Most coal units already have capacity agreements across the 18/19 and 19/20 years from previous T-4 auctions. These were taken on by plant owners at low capacity prices given an anticipation of much higher dark spreads. The remaining units that do not have capacity agreements for these years are the most economically marginal i.e. the most expensive to keep open (e.g. Eggborough and Fiddlers Ferry).
However it should be noted that EDF’s Cottam & West Burton plants have now indicated they will pull out of the 3 year refurbishment agreements they bid for in the 1st T-4 auction. This means they will revert to 1 year agreements for 2018/19 but then be able to bid into the 19/20 T-1 auction.
What is in play
DECC appears to be genuinely spooked about security of supply now. This comes after plenty of industry warning that a capacity crunch was on the way (not least from this blog) and that much of its EMR policy agenda was hindering rather than helping the problem.
Given where the government finds itself, the path through the remainder of this decade is likely to be a messy business.

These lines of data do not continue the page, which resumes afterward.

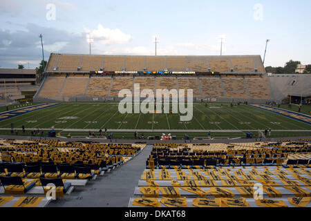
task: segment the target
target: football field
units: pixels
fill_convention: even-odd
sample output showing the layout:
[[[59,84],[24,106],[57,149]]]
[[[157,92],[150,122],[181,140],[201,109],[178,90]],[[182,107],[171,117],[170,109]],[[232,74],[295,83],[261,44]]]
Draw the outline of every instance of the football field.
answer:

If we consider the likely options, they appear to fall into three categories:
- Carbon price floor relief: the scale back or abolishment of the UK carbon price floor could be used to provide some relief for coal plant generation margins.
- Capacity market tweaks: the government may implement changes to the capacity market (either temporary or permanent) that support existing coal plants e.g. releasing units from existing agreements to bid into the T-1 auctions (although timing is tight for this).

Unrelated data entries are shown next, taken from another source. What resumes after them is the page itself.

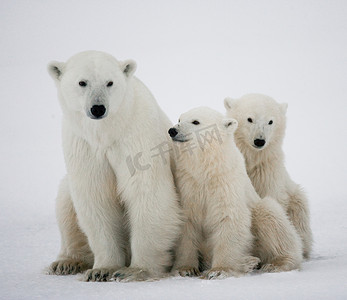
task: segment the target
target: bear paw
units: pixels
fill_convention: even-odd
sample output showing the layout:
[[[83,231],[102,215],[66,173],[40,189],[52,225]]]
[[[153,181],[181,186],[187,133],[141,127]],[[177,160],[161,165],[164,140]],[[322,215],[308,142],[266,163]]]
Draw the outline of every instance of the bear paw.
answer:
[[[116,269],[109,268],[99,268],[99,269],[89,269],[84,274],[84,281],[109,281]]]
[[[117,270],[113,275],[111,281],[116,282],[129,282],[129,281],[152,281],[156,278],[151,278],[146,270],[140,268],[122,268]]]
[[[49,275],[75,275],[90,268],[90,265],[83,261],[65,259],[53,262],[48,269]]]
[[[194,267],[184,267],[184,268],[179,268],[178,270],[175,271],[176,276],[182,276],[182,277],[195,277],[195,276],[200,276],[201,273],[198,268]]]
[[[206,271],[200,278],[207,280],[224,279],[232,275],[232,272],[223,268],[213,268]]]
[[[252,272],[254,269],[258,267],[260,263],[260,259],[255,256],[248,256],[245,258],[242,269],[244,273]]]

- Backdoor payments: the government (likely via the TSO National Grid) may resort to support payments for ancillary or reserve capacity, either through existing services or potentially the definition of a new reserve requirement.
If the UK government is to maintain investor confidence, it is critical that they handle this well, particularly given the potential impact of Brexit on confidence.
Some common sense basic principles for a solution would appear to be:
- Transparency: Openly recognising the problem and engaging the industry to resolve it, rather than trying to disguise a solution via stop gap measures.
- Price signals: Minimising the impact of any measures taken on market price signals, particularly avoiding any actions that may adversely impact the generation margins required to keep existing plants on the system and support investment in new assets (e.g. by supporting an overhang of uneconomic coal plant in the wholesale energy market).
- Target the problem: implement specific measures to retain an adequate volume of coal plant to ensure security of supply (without interfering with market price signals).
- Focus on capacity market: The capacity market has been designed and implemented to ensure security of supply and should be used accordingly as the focus of a solution.
- Define closure policy: If measures need to be implemented to keep uneconomic coal plant from closing before 2020, they should be done so in the context of a clear policy on closures beyond.
The way the government decides to resolve the coal plant problem will impact both the wholesale energy and capacity markets. The policy path chosen is set to define the evolution of UK thermal asset returns across the remainder of this decade. It will also determine the willingness of investors to develop the baseload capacity required to sure up UK security of supply.